Nucleobase Level Information into the Folding of G-Quadruplex by Anti-inflammatory Drugs in the Absence of Salt.

G-quadruplexes (G4s) in the telomere region are important targets for cancer therapy. Molecules that can fold and stabilize the telomere DNA sequences, even in the absence of salt, can be an exciting prospect for therapy purposes. Anti-inflammatory drugs hydroxychloroquine (HCQ) and chloroquine (CQ) have shown promising effects in cancer therapy and also in the different levels of trial stages.
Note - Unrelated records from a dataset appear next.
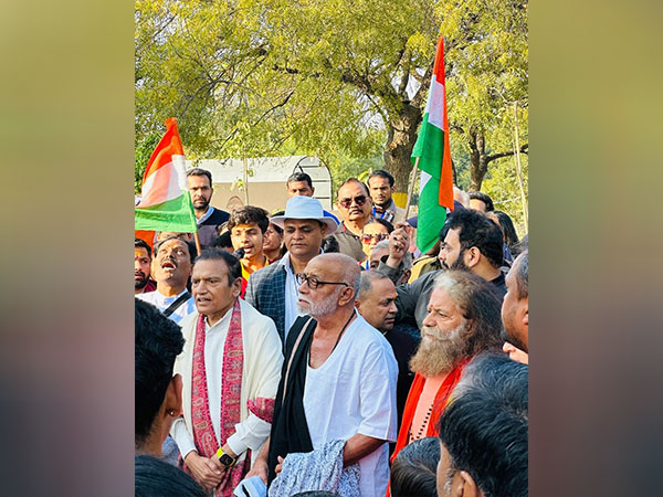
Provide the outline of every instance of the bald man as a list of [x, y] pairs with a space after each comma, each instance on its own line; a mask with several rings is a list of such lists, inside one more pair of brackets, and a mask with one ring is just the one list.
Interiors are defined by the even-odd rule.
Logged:
[[354, 258], [318, 255], [297, 283], [304, 316], [287, 334], [272, 433], [250, 475], [271, 483], [288, 454], [343, 438], [344, 467], [359, 464], [361, 496], [382, 497], [389, 480], [388, 442], [396, 440], [398, 421], [393, 351], [355, 310], [360, 269]]

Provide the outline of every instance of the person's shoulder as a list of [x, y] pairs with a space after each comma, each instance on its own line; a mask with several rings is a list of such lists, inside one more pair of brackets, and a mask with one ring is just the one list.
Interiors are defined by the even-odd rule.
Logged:
[[276, 330], [276, 325], [274, 325], [274, 320], [271, 317], [262, 314], [243, 298], [240, 298], [240, 307], [242, 309], [242, 316], [251, 319], [251, 322], [256, 325], [256, 329], [274, 328], [274, 330]]
[[135, 297], [148, 304], [154, 304], [156, 302], [157, 290], [138, 294], [135, 295]]

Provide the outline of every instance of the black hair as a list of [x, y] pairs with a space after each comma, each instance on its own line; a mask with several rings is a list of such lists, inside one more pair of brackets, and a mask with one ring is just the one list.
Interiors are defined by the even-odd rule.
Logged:
[[483, 191], [471, 191], [470, 199], [481, 200], [486, 204], [486, 212], [491, 212], [495, 210], [495, 205], [493, 205], [493, 199], [487, 193]]
[[[272, 215], [270, 218], [274, 218], [275, 215], [284, 215], [285, 211], [276, 211], [276, 212], [272, 212]], [[276, 224], [272, 223], [272, 226], [274, 228], [274, 230], [276, 230], [276, 233], [278, 233], [281, 236], [283, 236], [283, 228], [277, 226]]]
[[134, 457], [135, 497], [206, 497], [200, 485], [178, 467], [150, 455]]
[[[473, 209], [453, 211], [446, 219], [443, 230], [459, 229], [461, 251], [475, 246], [493, 267], [504, 263], [504, 242], [499, 226], [482, 212]], [[446, 236], [446, 233], [444, 233]], [[443, 239], [442, 239], [443, 240]]]
[[[518, 264], [515, 264], [514, 261], [514, 265], [516, 266], [516, 284], [518, 285], [516, 295], [518, 299], [523, 299], [529, 296], [529, 277], [527, 275], [529, 272], [529, 251], [525, 250], [518, 257]], [[512, 271], [514, 271], [513, 266]]]
[[136, 394], [136, 446], [149, 437], [155, 417], [172, 380], [175, 358], [182, 351], [181, 328], [159, 309], [135, 298], [134, 379]]
[[228, 266], [228, 286], [232, 285], [236, 278], [242, 277], [242, 263], [230, 252], [222, 251], [221, 248], [206, 248], [202, 251], [202, 254], [196, 257], [193, 265], [200, 261], [223, 261]]
[[438, 497], [435, 475], [439, 461], [440, 440], [436, 436], [406, 445], [391, 465], [391, 495]]
[[308, 184], [309, 188], [313, 188], [313, 181], [311, 180], [311, 177], [306, 173], [306, 172], [293, 172], [286, 181], [286, 184], [293, 181], [306, 181], [306, 183]]
[[325, 236], [323, 239], [323, 243], [320, 248], [325, 254], [332, 254], [334, 252], [340, 252], [340, 246], [338, 245], [338, 240], [334, 235]]
[[529, 234], [526, 234], [520, 241], [512, 248], [512, 255], [514, 260], [522, 253], [528, 250], [529, 246]]
[[210, 180], [210, 188], [212, 187], [212, 173], [207, 169], [191, 168], [187, 171], [187, 178], [190, 176], [206, 176], [207, 179]]
[[338, 187], [338, 190], [336, 191], [336, 194], [338, 194], [338, 192], [340, 191], [340, 189], [343, 187], [345, 187], [346, 184], [348, 184], [348, 183], [359, 183], [361, 186], [361, 188], [364, 189], [364, 191], [366, 192], [366, 197], [370, 198], [370, 193], [368, 192], [368, 187], [366, 186], [366, 183], [364, 181], [359, 181], [357, 178], [348, 178], [343, 183], [340, 183], [340, 187]]
[[228, 229], [232, 231], [238, 224], [257, 224], [263, 233], [270, 225], [270, 213], [263, 208], [244, 205], [232, 211], [228, 220]]
[[230, 231], [224, 231], [217, 240], [211, 244], [212, 248], [232, 248], [232, 239], [230, 237]]
[[381, 218], [373, 218], [371, 221], [367, 222], [365, 224], [365, 226], [368, 226], [369, 224], [381, 224], [382, 226], [385, 226], [387, 229], [387, 233], [391, 234], [391, 232], [393, 231], [393, 224], [391, 224], [389, 221], [387, 221], [386, 219], [381, 219]]
[[499, 221], [499, 225], [502, 226], [502, 230], [504, 231], [504, 237], [506, 240], [506, 244], [508, 245], [508, 248], [512, 251], [512, 254], [513, 254], [514, 247], [519, 242], [518, 233], [516, 233], [516, 228], [514, 226], [514, 222], [512, 221], [512, 219], [508, 216], [508, 214], [506, 212], [502, 212], [502, 211], [493, 211], [493, 212], [497, 216], [497, 221]]
[[193, 261], [196, 261], [196, 257], [198, 256], [198, 250], [196, 248], [196, 244], [193, 242], [189, 242], [188, 240], [182, 240], [179, 236], [168, 236], [167, 239], [161, 240], [157, 244], [157, 246], [155, 246], [155, 255], [157, 254], [157, 252], [159, 252], [159, 247], [166, 242], [169, 242], [170, 240], [179, 240], [180, 242], [187, 245], [187, 248], [189, 250], [189, 258], [191, 260], [191, 264], [193, 264]]
[[151, 257], [151, 247], [145, 240], [134, 239], [134, 247], [135, 248], [138, 248], [138, 247], [145, 248], [147, 251], [147, 255]]
[[451, 469], [467, 472], [485, 497], [527, 496], [527, 387], [526, 364], [480, 355], [440, 417]]
[[368, 179], [366, 180], [366, 182], [370, 184], [370, 179], [375, 178], [376, 176], [378, 178], [385, 178], [386, 180], [389, 180], [389, 186], [393, 187], [393, 177], [385, 169], [378, 169], [376, 171], [372, 171], [370, 175], [368, 175]]

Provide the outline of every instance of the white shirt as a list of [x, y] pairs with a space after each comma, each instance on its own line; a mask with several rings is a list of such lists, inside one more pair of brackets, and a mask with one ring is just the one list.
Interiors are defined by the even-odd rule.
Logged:
[[297, 300], [299, 299], [299, 292], [297, 290], [297, 279], [295, 273], [293, 273], [293, 266], [290, 262], [290, 252], [286, 252], [281, 261], [278, 261], [283, 267], [285, 267], [285, 319], [283, 328], [283, 342], [287, 339], [287, 332], [290, 331], [293, 322], [299, 316], [304, 316], [297, 309]]
[[[172, 304], [175, 300], [177, 300], [179, 298], [179, 296], [182, 295], [185, 292], [187, 292], [186, 287], [182, 292], [180, 292], [175, 297], [167, 297], [167, 296], [162, 295], [159, 292], [159, 289], [157, 288], [156, 290], [148, 292], [147, 294], [138, 294], [138, 295], [136, 295], [136, 298], [139, 298], [140, 300], [151, 304], [152, 306], [155, 306], [157, 309], [159, 309], [162, 313], [170, 306], [170, 304]], [[191, 295], [188, 300], [180, 304], [180, 306], [175, 310], [175, 313], [172, 313], [170, 316], [168, 316], [168, 319], [170, 319], [171, 321], [175, 321], [179, 325], [180, 321], [185, 317], [187, 317], [193, 313], [196, 313], [196, 302], [193, 300], [193, 296]]]
[[[385, 337], [361, 316], [317, 369], [306, 368], [304, 412], [314, 448], [357, 433], [396, 442], [398, 363]], [[359, 461], [362, 497], [383, 497], [389, 482], [389, 445]]]
[[[242, 455], [251, 448], [252, 457], [257, 457], [262, 444], [270, 436], [271, 423], [251, 413], [248, 400], [256, 396], [274, 398], [281, 378], [283, 355], [281, 339], [274, 321], [261, 315], [250, 304], [240, 300], [242, 310], [242, 345], [244, 366], [242, 369], [241, 416], [235, 424], [235, 433], [228, 437], [227, 443], [235, 454]], [[170, 435], [177, 442], [180, 454], [186, 457], [196, 451], [193, 431], [191, 429], [191, 368], [193, 346], [196, 340], [196, 324], [198, 313], [182, 321], [185, 349], [175, 363], [175, 372], [182, 376], [182, 409], [183, 417], [172, 423]], [[221, 387], [223, 371], [223, 349], [230, 327], [232, 308], [213, 326], [206, 322], [204, 367], [208, 383], [208, 401], [212, 429], [220, 444], [221, 423]]]

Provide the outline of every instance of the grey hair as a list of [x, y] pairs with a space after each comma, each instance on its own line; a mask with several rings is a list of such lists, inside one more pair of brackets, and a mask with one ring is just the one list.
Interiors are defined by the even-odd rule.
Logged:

In this study, we have investigated the structure and stability of several natural and mutated telomeric sequences with anti-inflammatory drugs and their analogues in the absence of salts using the biophysical and docking methods to understand the role of the quartet and loop nucleobases of DNA along with the functional group of drugs responsible for triggering the folding of telomeric DNA sequences into G4. The findings indicate that the hydrogen bonding between the charged side chain with the guanine repeating unit associated with the quartet and the thymine in the terminal loops of telomere DNA is the main driving force for the folding of telomere DNA sequences into G4 induced by anti-inflammatory drugs. The data indicate that the adenine nucleobase in the loop of the telomere does not play any role in its folding process induced by HCQ and CQ.